Também visitamos as cidades históricas e as montanhas mineiras. Cada codilôco.

[...]


- Voooooooooooó-óóóóó, tá quainahora. A senhora vai perdê seuvinhão de vorta pro Deserto.

Gritou minha neta, me apressando para irmos pro aeroporto.

- Eu tenho um negocin pra dá de lembrancinha pra senhora. Ispia só qui belezura, vó!

- Oh, que lindeza! É um bonequinho!

- Não, vó! É um Santantonho.

- É um o quê?

- Um Santantonho, um santo casamentêro.

- E isso serve pra quê, menina? Eu sou muçulmana. Não acredito em santos.

- Óprôcevê, vó. Isso é um santo católico, que serve pra mode desencalhar as moçoilas encalhadas, vó.

- Mas eu não sou encalhada, apesar de ser moça.

- Uai, vó. Cê é moça ainda? Cumopodi?

- Pode.

- Num podi.

- Pode.

- Vooooooó...

- Neta, melhor encerrar a discussão, vou perder meu voo. Dá cá um abraço na vovó. Promete que irá passar suas férias no Deserto com a vovó?

- Confórfô, ôvô.

- O quê?

- Confórfô, ôvô.

- Aaaaaaaahn?

- Confórfô, ôvô.

- Ah, deixa pra lá. Estou te esperando, viu?

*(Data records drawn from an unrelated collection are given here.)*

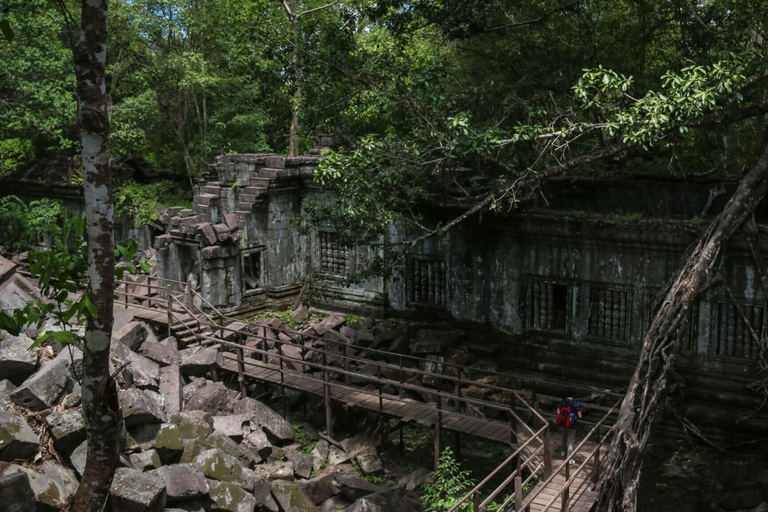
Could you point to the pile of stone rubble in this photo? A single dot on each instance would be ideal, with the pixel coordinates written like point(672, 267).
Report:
point(188, 443)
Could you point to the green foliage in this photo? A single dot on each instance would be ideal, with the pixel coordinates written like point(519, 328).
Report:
point(61, 274)
point(304, 436)
point(283, 316)
point(451, 483)
point(142, 201)
point(24, 225)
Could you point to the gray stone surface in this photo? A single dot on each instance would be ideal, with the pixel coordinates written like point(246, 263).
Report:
point(162, 353)
point(264, 417)
point(17, 362)
point(6, 387)
point(16, 494)
point(220, 466)
point(45, 387)
point(134, 491)
point(182, 482)
point(17, 439)
point(232, 425)
point(230, 497)
point(274, 471)
point(171, 386)
point(67, 429)
point(291, 496)
point(52, 484)
point(141, 406)
point(354, 487)
point(302, 462)
point(200, 361)
point(385, 501)
point(257, 441)
point(213, 398)
point(132, 334)
point(145, 461)
point(145, 373)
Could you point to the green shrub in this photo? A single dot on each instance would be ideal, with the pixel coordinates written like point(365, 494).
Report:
point(142, 201)
point(451, 483)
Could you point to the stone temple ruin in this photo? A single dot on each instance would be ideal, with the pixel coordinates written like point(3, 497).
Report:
point(563, 289)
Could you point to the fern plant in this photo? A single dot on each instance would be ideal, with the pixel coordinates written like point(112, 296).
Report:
point(451, 483)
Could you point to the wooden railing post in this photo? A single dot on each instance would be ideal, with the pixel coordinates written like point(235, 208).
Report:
point(547, 453)
point(518, 492)
point(438, 428)
point(327, 397)
point(565, 496)
point(170, 309)
point(241, 367)
point(596, 476)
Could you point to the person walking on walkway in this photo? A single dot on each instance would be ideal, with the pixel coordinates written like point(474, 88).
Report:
point(568, 414)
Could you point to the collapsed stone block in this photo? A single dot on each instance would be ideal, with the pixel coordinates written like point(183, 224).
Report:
point(265, 418)
point(132, 334)
point(134, 491)
point(44, 388)
point(230, 497)
point(171, 386)
point(182, 482)
point(141, 406)
point(16, 493)
point(17, 362)
point(17, 439)
point(67, 429)
point(52, 484)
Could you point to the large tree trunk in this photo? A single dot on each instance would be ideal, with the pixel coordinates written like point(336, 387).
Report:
point(100, 410)
point(648, 390)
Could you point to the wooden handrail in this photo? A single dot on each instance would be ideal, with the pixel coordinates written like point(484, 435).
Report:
point(576, 450)
point(493, 473)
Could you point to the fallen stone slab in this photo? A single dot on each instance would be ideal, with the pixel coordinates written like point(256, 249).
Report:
point(220, 466)
point(17, 362)
point(182, 482)
point(171, 386)
point(320, 489)
point(291, 496)
point(257, 441)
point(145, 461)
point(141, 406)
point(274, 471)
point(17, 439)
point(354, 487)
point(213, 398)
point(265, 418)
point(6, 387)
point(16, 493)
point(230, 497)
point(235, 426)
point(132, 334)
point(416, 479)
point(52, 484)
point(67, 429)
point(134, 491)
point(385, 501)
point(302, 462)
point(44, 388)
point(369, 461)
point(199, 361)
point(162, 354)
point(145, 373)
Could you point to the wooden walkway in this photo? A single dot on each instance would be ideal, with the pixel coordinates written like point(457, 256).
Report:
point(405, 409)
point(532, 449)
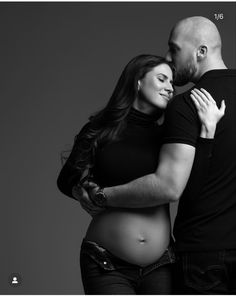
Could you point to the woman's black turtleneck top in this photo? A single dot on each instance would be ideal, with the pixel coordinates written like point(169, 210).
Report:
point(134, 155)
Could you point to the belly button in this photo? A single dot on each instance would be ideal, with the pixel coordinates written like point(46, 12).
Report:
point(142, 240)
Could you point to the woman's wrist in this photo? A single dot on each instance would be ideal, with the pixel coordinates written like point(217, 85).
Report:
point(208, 132)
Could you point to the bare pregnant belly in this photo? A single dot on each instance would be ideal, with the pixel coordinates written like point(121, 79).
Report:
point(138, 236)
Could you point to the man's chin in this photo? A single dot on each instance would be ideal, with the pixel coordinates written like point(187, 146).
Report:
point(181, 80)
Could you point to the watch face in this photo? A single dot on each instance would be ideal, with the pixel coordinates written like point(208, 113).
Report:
point(100, 198)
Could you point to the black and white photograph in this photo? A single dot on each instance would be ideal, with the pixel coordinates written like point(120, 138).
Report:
point(118, 148)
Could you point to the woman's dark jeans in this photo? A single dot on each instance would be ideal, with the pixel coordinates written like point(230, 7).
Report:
point(104, 273)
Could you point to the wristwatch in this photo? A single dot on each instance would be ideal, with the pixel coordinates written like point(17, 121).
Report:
point(100, 198)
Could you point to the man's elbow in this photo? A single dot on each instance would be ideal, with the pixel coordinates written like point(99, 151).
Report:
point(173, 194)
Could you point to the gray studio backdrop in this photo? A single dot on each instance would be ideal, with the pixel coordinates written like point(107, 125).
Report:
point(59, 63)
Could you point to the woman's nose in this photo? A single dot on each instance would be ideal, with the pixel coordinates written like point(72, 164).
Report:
point(168, 57)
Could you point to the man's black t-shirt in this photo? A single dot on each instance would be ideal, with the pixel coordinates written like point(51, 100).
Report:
point(207, 220)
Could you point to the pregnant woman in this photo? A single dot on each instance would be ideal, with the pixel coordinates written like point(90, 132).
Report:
point(125, 250)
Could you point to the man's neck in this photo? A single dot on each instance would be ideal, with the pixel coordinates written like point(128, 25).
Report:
point(216, 65)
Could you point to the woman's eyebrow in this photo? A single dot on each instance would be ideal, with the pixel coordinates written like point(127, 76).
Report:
point(166, 77)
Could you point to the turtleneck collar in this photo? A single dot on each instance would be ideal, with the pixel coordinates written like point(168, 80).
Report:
point(138, 117)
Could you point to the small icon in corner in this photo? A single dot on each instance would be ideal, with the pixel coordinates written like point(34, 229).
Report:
point(15, 279)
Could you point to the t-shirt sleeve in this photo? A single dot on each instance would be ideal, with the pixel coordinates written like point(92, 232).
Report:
point(69, 174)
point(181, 123)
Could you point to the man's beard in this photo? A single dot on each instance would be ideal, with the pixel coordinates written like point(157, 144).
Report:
point(185, 75)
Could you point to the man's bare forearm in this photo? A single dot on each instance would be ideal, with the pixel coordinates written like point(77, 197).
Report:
point(146, 191)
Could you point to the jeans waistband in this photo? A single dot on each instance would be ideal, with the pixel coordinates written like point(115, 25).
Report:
point(108, 261)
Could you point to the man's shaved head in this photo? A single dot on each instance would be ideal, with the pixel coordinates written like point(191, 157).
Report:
point(199, 31)
point(194, 48)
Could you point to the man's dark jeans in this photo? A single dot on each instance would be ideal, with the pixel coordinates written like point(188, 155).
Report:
point(104, 273)
point(206, 272)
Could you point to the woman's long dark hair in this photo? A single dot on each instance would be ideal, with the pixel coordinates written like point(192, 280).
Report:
point(107, 124)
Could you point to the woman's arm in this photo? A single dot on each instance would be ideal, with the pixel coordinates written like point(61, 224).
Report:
point(70, 175)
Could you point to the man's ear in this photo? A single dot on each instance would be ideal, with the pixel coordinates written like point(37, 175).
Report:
point(202, 52)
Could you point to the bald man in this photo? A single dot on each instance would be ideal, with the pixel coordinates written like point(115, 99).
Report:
point(205, 227)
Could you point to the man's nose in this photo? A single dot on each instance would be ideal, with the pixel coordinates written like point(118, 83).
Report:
point(168, 57)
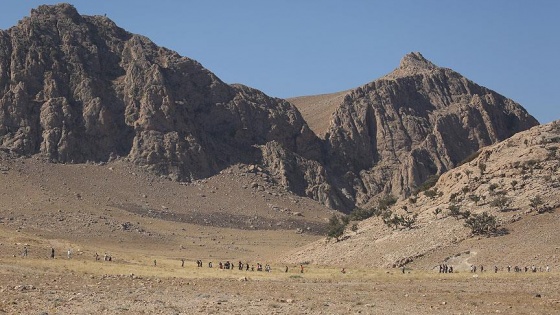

Me despedi da minha neta, com os olhos cheios d'água, e entrei no táxi, com minhas sacolinhas do Carrefour, onde sempre levo minhas burquinhas.. Eis que o taxista me perguntou:

- Veia, proinóstáínu, sô?

- Ah, essa aí, eu conheço. Pra Confins, rapaz...pra Confins...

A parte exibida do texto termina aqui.